New FDA warning for Botox
In April 2009, the FDA ordered a “black box” label for all Botox and similar products — the strongest drug-packaging warning that the agency can require. The label now states that the toxin can potentially spread beyond its injection site to other parts of the body and cause symptoms of botulism, including muscle weakness and trouble breathing or swallowing.

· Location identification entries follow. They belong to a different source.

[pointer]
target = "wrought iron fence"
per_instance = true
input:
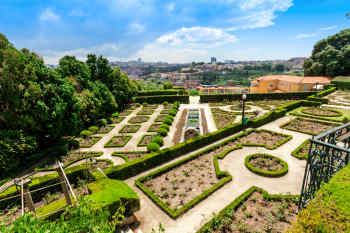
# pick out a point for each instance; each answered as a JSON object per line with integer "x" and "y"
{"x": 328, "y": 153}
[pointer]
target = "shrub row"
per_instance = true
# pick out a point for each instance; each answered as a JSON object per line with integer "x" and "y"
{"x": 162, "y": 92}
{"x": 184, "y": 99}
{"x": 255, "y": 96}
{"x": 152, "y": 160}
{"x": 261, "y": 172}
{"x": 217, "y": 220}
{"x": 226, "y": 177}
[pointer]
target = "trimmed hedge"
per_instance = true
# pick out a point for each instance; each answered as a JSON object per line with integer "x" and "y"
{"x": 184, "y": 99}
{"x": 296, "y": 154}
{"x": 152, "y": 160}
{"x": 285, "y": 125}
{"x": 329, "y": 211}
{"x": 161, "y": 92}
{"x": 214, "y": 223}
{"x": 226, "y": 177}
{"x": 261, "y": 172}
{"x": 256, "y": 96}
{"x": 109, "y": 145}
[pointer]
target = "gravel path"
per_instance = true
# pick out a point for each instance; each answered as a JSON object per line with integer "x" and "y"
{"x": 151, "y": 215}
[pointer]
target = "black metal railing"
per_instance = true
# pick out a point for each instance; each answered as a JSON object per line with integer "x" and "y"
{"x": 328, "y": 153}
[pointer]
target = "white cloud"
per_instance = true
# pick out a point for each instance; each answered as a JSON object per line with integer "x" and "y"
{"x": 49, "y": 15}
{"x": 136, "y": 28}
{"x": 328, "y": 28}
{"x": 186, "y": 44}
{"x": 171, "y": 7}
{"x": 107, "y": 50}
{"x": 305, "y": 35}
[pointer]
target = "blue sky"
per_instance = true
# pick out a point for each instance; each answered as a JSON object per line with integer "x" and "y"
{"x": 171, "y": 30}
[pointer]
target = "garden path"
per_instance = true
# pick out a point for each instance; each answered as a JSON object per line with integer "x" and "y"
{"x": 151, "y": 215}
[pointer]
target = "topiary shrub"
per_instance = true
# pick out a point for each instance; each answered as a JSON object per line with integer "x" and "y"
{"x": 158, "y": 140}
{"x": 163, "y": 132}
{"x": 102, "y": 122}
{"x": 93, "y": 129}
{"x": 153, "y": 147}
{"x": 85, "y": 133}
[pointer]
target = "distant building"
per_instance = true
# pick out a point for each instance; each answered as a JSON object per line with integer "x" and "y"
{"x": 287, "y": 83}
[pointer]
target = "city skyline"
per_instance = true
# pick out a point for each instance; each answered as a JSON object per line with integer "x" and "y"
{"x": 172, "y": 31}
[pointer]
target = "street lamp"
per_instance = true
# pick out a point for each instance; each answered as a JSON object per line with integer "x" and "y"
{"x": 244, "y": 97}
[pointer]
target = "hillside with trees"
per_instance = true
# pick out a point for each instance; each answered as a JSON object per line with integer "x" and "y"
{"x": 330, "y": 56}
{"x": 40, "y": 105}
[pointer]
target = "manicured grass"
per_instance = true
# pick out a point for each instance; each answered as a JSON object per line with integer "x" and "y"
{"x": 330, "y": 209}
{"x": 345, "y": 115}
{"x": 118, "y": 141}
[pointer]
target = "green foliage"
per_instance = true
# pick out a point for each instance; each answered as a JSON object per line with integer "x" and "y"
{"x": 330, "y": 56}
{"x": 93, "y": 129}
{"x": 158, "y": 140}
{"x": 329, "y": 211}
{"x": 261, "y": 172}
{"x": 85, "y": 133}
{"x": 153, "y": 147}
{"x": 163, "y": 132}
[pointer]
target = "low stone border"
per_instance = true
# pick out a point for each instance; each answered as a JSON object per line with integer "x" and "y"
{"x": 261, "y": 172}
{"x": 336, "y": 113}
{"x": 213, "y": 224}
{"x": 109, "y": 145}
{"x": 296, "y": 154}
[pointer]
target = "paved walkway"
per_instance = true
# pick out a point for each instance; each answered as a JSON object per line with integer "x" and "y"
{"x": 151, "y": 215}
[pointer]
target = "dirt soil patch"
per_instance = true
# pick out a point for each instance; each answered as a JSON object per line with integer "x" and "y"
{"x": 321, "y": 112}
{"x": 179, "y": 127}
{"x": 258, "y": 214}
{"x": 183, "y": 183}
{"x": 130, "y": 129}
{"x": 160, "y": 118}
{"x": 138, "y": 119}
{"x": 308, "y": 126}
{"x": 147, "y": 139}
{"x": 154, "y": 128}
{"x": 105, "y": 129}
{"x": 266, "y": 164}
{"x": 89, "y": 141}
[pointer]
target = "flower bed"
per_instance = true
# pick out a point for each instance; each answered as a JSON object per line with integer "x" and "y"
{"x": 89, "y": 141}
{"x": 302, "y": 151}
{"x": 323, "y": 112}
{"x": 145, "y": 140}
{"x": 130, "y": 155}
{"x": 118, "y": 120}
{"x": 138, "y": 119}
{"x": 308, "y": 126}
{"x": 266, "y": 165}
{"x": 146, "y": 111}
{"x": 255, "y": 211}
{"x": 160, "y": 118}
{"x": 105, "y": 129}
{"x": 154, "y": 128}
{"x": 130, "y": 129}
{"x": 118, "y": 141}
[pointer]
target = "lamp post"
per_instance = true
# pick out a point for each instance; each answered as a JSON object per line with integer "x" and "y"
{"x": 244, "y": 97}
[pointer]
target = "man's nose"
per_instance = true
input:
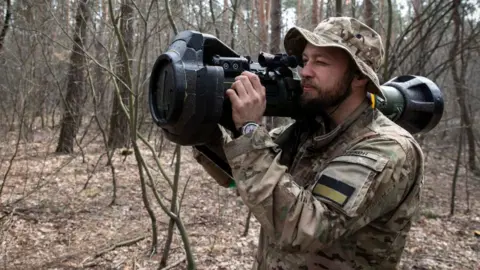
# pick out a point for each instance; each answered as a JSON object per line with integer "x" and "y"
{"x": 306, "y": 71}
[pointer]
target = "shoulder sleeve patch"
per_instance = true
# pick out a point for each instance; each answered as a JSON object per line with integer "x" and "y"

The FDA move was prompted by reports of serious health problems and a number of deaths arising from the unapproved use of the toxin in treating certain medical conditions, especially spastic limb movements in children with cerebral palsy. The agency emphasized that spread of the toxin to other body sites is not a danger when Botox is used at approved doses for cosmetic purposes. The FDA also warned that toxin potency can vary among products, so doses, which are expressed in “units,” aren’t necessarily interchangeable from one product to another.
Finally, if you’re considering botulinum toxin injections for any reason, cosmetic or medical, the standard caveats apply: Look for a licensed, board-certified physician who has extensive experience with botulinum toxin and its potential side effects.
Don’t be afraid to ask questions. Request permission to speak to a patient the clinician has treated. And before treatment, be sure to tell your physician about any prescription or over-the-counter medications you’re taking, as well as anything you’re allergic to and any medical problems you might have.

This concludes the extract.